One Reese’s Peanut Butter Lovers Flavored Protein Bar (18 g of protein per serving): Another giant of the peanut butter space, Reese’s, is half of the collab with protein-bar maker One. I sighed when I spotted yet more low-calorie sweeteners – this bar includes maltitol, a sugar alcohol; and isomalto-oligosaccharides, which are derived from starch – that gives this bar the feeling of a Franken-candy. It was chewy, gritty and brought to mind stale taffy.

Running tally: 139 grams

Lenny & Larry’s Complete Cookie (8 g of protein per serving): This soft-baked cookie with peanut butter and chocolate chip earned the dubious distinction of being my least-loathed of the three, with a chewy texture and more natural flavor. But if you’re in the game for protein, this cookie might be a bit misleading: The packaging says it contains 16 grams, but an examination of the nutritional label clarifies that the single cookie comprises two servings, meaning each serving contains only 8 grams of protein.

Running tally: 147 grams

Quest protein chips (19 g of protein per serving): A combo of crispy snacks awaited me later. I was excited (well, as jazzed as I could be after the day’s onslaught) by the Quest tortilla-style chips in the ranch flavor, which some fans have hyped on social media as a substitute for Cool Ranch Doritos, my guilty pleasure of a road-trip snack. They were, alas, a pale shadow of that classic chip, with a one-note tang and a texture I found oddly … sandy? And really, people – more stevia?

Running tally: 166 grams

Lenny & Larry’s Fitzels (7 g of protein per serving): This snack, a play on “pretzels” and … “fitness,” probably, offered more potential for misunderstanding.

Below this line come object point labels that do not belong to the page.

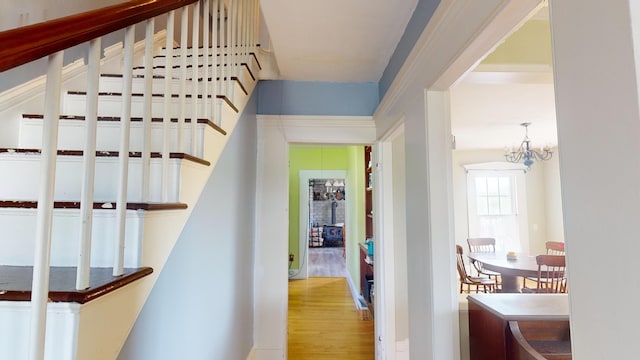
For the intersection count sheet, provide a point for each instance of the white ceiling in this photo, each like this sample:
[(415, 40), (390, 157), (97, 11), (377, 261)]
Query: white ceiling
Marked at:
[(335, 40), (352, 41)]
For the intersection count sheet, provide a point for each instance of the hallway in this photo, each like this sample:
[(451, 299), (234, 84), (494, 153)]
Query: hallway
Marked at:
[(323, 322)]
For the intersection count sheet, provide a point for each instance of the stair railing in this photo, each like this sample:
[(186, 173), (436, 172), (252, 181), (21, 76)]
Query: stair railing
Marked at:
[(49, 39)]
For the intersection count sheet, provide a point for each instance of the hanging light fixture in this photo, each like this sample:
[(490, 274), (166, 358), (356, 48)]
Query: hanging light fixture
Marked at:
[(526, 153)]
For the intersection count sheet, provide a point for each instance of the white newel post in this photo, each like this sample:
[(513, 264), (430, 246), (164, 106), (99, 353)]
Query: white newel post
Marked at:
[(42, 256), (147, 112), (195, 39), (123, 173), (86, 198)]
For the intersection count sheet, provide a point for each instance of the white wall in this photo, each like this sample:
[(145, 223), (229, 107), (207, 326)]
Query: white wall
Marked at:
[(400, 241), (202, 304), (544, 206), (597, 104)]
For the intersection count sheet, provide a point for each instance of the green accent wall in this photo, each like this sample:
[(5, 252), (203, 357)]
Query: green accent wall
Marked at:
[(329, 157), (531, 44)]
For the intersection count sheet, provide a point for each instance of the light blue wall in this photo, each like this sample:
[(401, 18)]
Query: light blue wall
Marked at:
[(201, 307), (278, 97), (421, 16)]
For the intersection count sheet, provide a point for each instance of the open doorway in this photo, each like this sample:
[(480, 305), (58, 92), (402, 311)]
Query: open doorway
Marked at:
[(323, 223), (327, 234)]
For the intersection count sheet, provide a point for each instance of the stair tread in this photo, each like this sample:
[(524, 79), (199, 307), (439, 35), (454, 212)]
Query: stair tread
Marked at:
[(16, 281), (132, 154), (98, 205), (133, 119)]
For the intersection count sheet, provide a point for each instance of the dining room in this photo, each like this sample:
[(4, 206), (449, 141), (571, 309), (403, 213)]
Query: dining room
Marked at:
[(504, 104)]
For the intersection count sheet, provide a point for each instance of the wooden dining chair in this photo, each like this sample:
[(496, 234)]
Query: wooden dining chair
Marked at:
[(551, 275), (488, 285), (553, 248), (483, 245)]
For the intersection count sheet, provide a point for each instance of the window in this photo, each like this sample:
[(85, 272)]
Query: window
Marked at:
[(493, 195)]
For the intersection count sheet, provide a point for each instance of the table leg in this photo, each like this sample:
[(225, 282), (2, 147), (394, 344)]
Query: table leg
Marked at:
[(510, 284)]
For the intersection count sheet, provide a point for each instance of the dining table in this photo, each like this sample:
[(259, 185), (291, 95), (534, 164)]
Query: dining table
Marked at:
[(522, 265)]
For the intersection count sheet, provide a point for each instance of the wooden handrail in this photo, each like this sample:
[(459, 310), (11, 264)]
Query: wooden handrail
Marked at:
[(29, 43)]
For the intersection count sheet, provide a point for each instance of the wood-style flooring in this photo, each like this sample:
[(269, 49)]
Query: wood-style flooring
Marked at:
[(324, 324)]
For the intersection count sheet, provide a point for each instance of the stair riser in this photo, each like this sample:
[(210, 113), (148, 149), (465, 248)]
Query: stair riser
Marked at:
[(177, 52), (20, 224), (161, 60), (71, 135), (20, 176), (114, 84), (111, 105), (190, 73)]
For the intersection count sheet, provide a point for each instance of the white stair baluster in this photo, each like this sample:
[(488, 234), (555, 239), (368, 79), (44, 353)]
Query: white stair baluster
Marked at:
[(89, 158), (168, 80), (42, 256), (206, 4), (194, 78), (123, 174), (147, 106), (217, 63)]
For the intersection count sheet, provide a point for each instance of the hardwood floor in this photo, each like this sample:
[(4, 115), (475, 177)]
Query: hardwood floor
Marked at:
[(324, 324)]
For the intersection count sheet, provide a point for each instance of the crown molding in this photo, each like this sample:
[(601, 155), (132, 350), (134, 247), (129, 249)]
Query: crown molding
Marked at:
[(323, 129), (458, 36)]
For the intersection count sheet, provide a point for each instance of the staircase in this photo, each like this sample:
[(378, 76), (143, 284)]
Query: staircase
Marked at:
[(172, 151)]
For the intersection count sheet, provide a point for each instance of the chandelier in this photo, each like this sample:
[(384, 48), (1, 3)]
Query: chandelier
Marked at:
[(526, 153)]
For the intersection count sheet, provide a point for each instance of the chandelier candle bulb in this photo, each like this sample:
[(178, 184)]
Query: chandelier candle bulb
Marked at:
[(526, 153)]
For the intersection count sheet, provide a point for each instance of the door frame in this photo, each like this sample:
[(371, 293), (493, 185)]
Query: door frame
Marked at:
[(303, 236)]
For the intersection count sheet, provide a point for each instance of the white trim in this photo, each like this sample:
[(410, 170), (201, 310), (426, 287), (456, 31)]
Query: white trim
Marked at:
[(357, 130), (355, 294), (478, 28), (303, 235), (252, 354), (32, 88)]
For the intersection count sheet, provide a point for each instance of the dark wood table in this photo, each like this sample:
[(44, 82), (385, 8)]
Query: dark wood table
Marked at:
[(489, 316), (524, 265)]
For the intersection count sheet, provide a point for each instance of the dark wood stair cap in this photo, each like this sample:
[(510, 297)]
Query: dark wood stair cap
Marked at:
[(15, 283)]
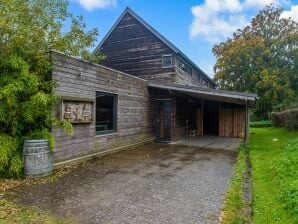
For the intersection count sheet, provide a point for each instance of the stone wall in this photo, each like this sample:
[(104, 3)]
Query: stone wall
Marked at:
[(78, 79)]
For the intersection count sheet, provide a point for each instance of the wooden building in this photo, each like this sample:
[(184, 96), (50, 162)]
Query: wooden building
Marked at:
[(145, 89)]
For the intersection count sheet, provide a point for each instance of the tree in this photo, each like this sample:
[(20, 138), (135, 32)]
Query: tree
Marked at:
[(28, 30), (261, 58)]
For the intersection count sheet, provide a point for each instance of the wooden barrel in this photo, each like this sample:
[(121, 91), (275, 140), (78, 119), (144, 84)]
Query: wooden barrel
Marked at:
[(37, 158)]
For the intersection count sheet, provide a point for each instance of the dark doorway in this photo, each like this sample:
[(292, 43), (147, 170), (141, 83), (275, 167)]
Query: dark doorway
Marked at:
[(211, 118), (163, 120)]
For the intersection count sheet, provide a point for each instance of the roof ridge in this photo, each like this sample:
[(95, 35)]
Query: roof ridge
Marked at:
[(156, 33)]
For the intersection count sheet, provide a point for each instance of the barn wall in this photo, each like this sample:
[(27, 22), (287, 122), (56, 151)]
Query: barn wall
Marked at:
[(134, 117), (134, 49)]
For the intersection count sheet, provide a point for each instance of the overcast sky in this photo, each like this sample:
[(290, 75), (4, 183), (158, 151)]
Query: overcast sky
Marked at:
[(194, 26)]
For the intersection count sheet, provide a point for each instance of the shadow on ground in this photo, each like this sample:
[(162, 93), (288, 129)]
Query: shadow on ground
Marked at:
[(154, 183)]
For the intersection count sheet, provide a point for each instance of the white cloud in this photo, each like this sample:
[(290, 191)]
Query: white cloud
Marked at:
[(262, 3), (292, 13), (96, 4), (215, 20), (208, 68)]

The packaging notes that there are 20 grams of protein per bag, but again, you have to read the fine print to glean that there are three servings in the small pouch. The “cinnamon bun” flavor had a nice bakery-like scent, but they didn’t have the same snap as real pretzels (perhaps due to the addition of pea protein). Still, I felt like I was ending the day on a relatively high note, because I didn’t want to actually throw this snack across the room.

Final tally: 173 grams

My day of protein-packed eating was, mercifully, over. I finished the marathon feeling a bit wiser (if more than a little nauseous): It seems that the world of protein-enhanced products is laden with so many highly processed ingredients. Shoppers should scour those ingredient labels carefully. And maybe not everything needs to be “health” food?

I planned to skip dinner, probably. Or maybe just nibble on (gasp!) a carrot.